/ Wort zum Tag

Gesegnet

Heinz-Werner Neudorfer über Sprüche 10,7.

Bibelvers

Das Andenken des Gerechten bleibt im Segen.

Sprüche 10,7

Aus wie vielen Büchern besteht die Bibel? Könnten Sie das auf Anhieb sagen? Es sind sechsundsechzig. Muss man nicht unbedingt wissen. Wichtiger als das Äußerliche ist ja, was drinsteht. Wort Gottes ist die Bibel, sagen und glauben wir Christen. Ja, das stimmt! Da geht es um Erfahrungen, die Menschen mit Gott gemacht haben. Um Berichte darüber, wie sich Menschen an Gott gehalten haben – oder auch nicht! –, und was das für ihr Leben bedeutet hat.
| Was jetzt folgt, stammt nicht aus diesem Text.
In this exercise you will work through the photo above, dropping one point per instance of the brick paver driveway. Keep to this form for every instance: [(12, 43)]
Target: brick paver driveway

Das Buch der Sprüche ist eine Sammlung von Lebens- und Glaubenserfah­rungen, wie sie der König Salomo vor rund dreitausend Jahren gemacht hat. Für nachfolgende Generationen wurden sie aufgeschrieben. Salomo, der den ersten Tempel in Jerusalem erbauen ließ (1. Könige 6). Der in einem komplizierten juristischen Fall ein weises und gerechtes Urteil gesprochen hat (1. Könige 3,16-28). Er wusste, womit man im Leben und vor Gott bestehen kann. Einer seiner Spitzensätze heißt, wörtlich übersetzt: „Die Erinnerung an einen Gerechten führt zum Segen“ (eigene Übersetzung).

Es geht hier nicht „nur“ um ein ehrenvolles Gedächtnis, wie man es oft in Nachrufen für Vereinsmitglieder hören kann: „Wir werden ihm stets ein ehrenvolles Andenken bewahren.“ Das ist ja nicht falsch, und ohne solches Gedächtnis ist gar nicht möglich, was Salomo eigentlich sagen will. Ihm geht es um das Vorbild, dem wir nacheifern. Dadurch wird das Leben eines Menschen nachhaltig, dass er selbst gerecht handelt und andere es ihm nachtun. Was aber ist „gerecht“?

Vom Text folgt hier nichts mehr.